LE SOUS-PREFET ET LE PRESIDENT DE LA CRD


19 juin 2008 4 19 /06 /juin /2008 16:24

Malgré ses importantes ressources potentielles, estimées à 40 milliards de tonnes, l'économie guinéenne reste fragile et dépendante de la bauxite. Deuxième producteur mondial derrière l' Australie, ce pays reste pourtant l'un des plus pauvres du continent.

Les contrats miniers qui ont doublé en 24 ans, ne rapporteraient à la Guinée que 120 millions de dollars par an. Dans le même temps, le volume en terme d' exportation de la bauxite et d'alumine ne fait qu' augmenter.

Sous la première République, avec Sékou Touré, l'Etat était actionnaire dans les compagnies de bauxite. Aujourd'hui, elle s'est retirée des grandes sociétés installées en Guinée.

A cette époque le pays retirait entre 300 et 500 millions de dollars par an de bénéfice sur l'exploitation de ses mines, selon un spécialiste.

N'ayant aucune capacité de transformation de ce minerai, la valorisation n'existe pas.

Dans le cadre législatif, le code minier n'est pas favorable à l'interêt du pays. Et dans la pratique, la majorité des contrats ont bénéficié lors de la première République de dérogations par rapport à ce code - ce qui a créé des déséquilibres.

Les compagnies minières sont montrées du doigt. Si le gouvernement ne semble pas s'en plaindre, les populations sont plus vindicatives.

Des initiatives ont été prises avec la mise en place de l'ITIE, l'Initiative de transparence dans les industries extractives.

Abdoulaye Soumah, le responsable des Passassions des marchés à l'ITIE, ne dit pas qu'il n' y a pas de problème :
"cette initiative de transparence a pour principe de publier régulièrement tous les revenus perçus dans le cadre d'un exercice et à un large public. Une fois que ces revenus sont publiés, les gens se rendent compte que le secteur minier a un apport positif dans l'économie nationale."

Pour les habitants de Mambya, un village minier situé au cœur de la zone bauxitique, l'apport positif n'est pas évident.

Ici il n' y a pas d'électricité. Ces poteaux apportés par l'usine CBK, une branche du géant russe Rusal, n'ont pas bougé depuis leur livraison il y a deux ans.

Mamadou Mouctar Diallo est un employé de la CBK et il habite Mambya avec une de ses trois épouses et trois de ses sept enfants.

Pendant 14 ans, il a travaillé à la mine. Avec un salaire de 500 000 francs guinéens, les fins de mois pour lui et ses sept enfants ont toujours été difficiles, sans compter les problèmes de santé engendrés par son métier et il est loin d'être le seul.

"
La majeur partie des employés a été hospitalisée à Kindia, victime de tuberculose pulmonaire. Ca, c'est une pagaille !", nous dit-il en colère.

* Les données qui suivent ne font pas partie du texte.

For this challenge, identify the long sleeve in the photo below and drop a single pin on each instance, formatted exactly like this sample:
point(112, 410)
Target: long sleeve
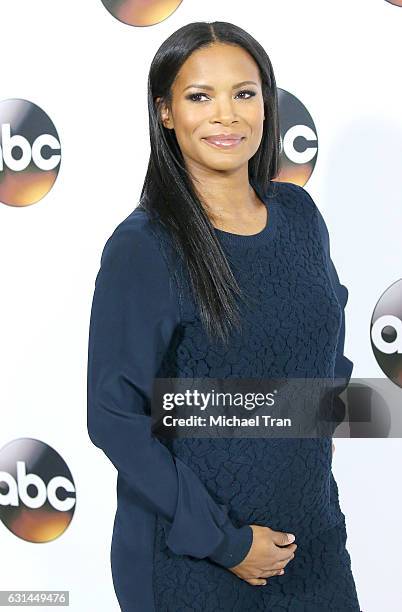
point(133, 318)
point(343, 366)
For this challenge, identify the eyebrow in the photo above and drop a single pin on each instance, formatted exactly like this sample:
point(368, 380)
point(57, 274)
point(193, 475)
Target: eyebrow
point(210, 88)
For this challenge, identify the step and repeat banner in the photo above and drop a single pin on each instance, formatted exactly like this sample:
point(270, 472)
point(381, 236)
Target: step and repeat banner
point(74, 146)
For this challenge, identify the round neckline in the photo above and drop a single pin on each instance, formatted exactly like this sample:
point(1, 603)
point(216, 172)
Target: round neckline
point(261, 236)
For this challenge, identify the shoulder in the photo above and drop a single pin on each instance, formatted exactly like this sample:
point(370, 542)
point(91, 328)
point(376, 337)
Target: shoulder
point(294, 196)
point(297, 198)
point(134, 260)
point(136, 240)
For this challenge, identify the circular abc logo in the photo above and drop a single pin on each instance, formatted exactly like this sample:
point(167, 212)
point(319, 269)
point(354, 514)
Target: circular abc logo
point(298, 139)
point(29, 153)
point(37, 492)
point(386, 332)
point(140, 13)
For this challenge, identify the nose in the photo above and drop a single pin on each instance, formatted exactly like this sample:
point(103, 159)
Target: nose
point(224, 110)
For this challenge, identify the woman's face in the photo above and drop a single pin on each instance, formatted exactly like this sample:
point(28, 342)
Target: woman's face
point(210, 97)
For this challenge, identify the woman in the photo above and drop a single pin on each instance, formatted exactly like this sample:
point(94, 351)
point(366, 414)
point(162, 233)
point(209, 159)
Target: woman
point(201, 523)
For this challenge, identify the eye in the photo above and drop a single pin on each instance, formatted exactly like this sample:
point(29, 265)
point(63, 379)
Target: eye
point(195, 97)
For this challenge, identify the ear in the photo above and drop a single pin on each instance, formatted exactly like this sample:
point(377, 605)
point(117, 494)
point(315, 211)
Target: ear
point(164, 113)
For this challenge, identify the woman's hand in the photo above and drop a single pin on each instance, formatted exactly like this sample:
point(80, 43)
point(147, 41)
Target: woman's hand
point(270, 552)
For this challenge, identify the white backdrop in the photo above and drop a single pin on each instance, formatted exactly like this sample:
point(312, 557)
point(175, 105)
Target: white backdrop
point(88, 72)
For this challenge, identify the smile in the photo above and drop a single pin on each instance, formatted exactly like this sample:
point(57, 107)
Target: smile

Avec ses collègues et voisins, Mamadou déplore leurs conditions de travail. Aujourd'hui, il discute avec Ibrahim, puis nous traduit les propos de son
ami. Il explique: "Il a été victime d'une maladie et alors il a été obligé d'aller à Conakry pour les soins médicaux. Mais l'entreprise n' a pas voulu s'occuper de lui."


Selon les habitants, les répercussions des dynamites utilisées dans les carrières de CBK ont lézardé leurs maisons. Avant de partir ils tiennent à nous faire voir un petit cours d'eau, où s' alimente tout le village.

Pour les experts, si la Guinée veut un réel développement, le pays doit exiger des contrats miniers plus justes et plus rentables avec les compagnies. La question est de savoir si le futur gouvernement qui doit être nommé ces prochaines semaines, tiendra ses engagements.

C'est ce que Bakary Fofana, membre du CIRCAM (Comité Interministériel de renégociation des conventions et des accords miniers) craint, car selon lui, "il serait très difficile de revenir en arrière sur ce processus de renégociation de ces conventions. Parce que maintenant les citoyens savent quel est son importance et aussi que c'est un travail qui est fait, pas contre les entreprises, mais au contraire dans un esprit véritable de développement d'un secteur privé performant."


Si la Guinée a développé beaucoup de compétences dans le secteur minier, avec une main d'œuvre qualifiée, il reste encore du travail en terme de valorisation de cette ressource humaine.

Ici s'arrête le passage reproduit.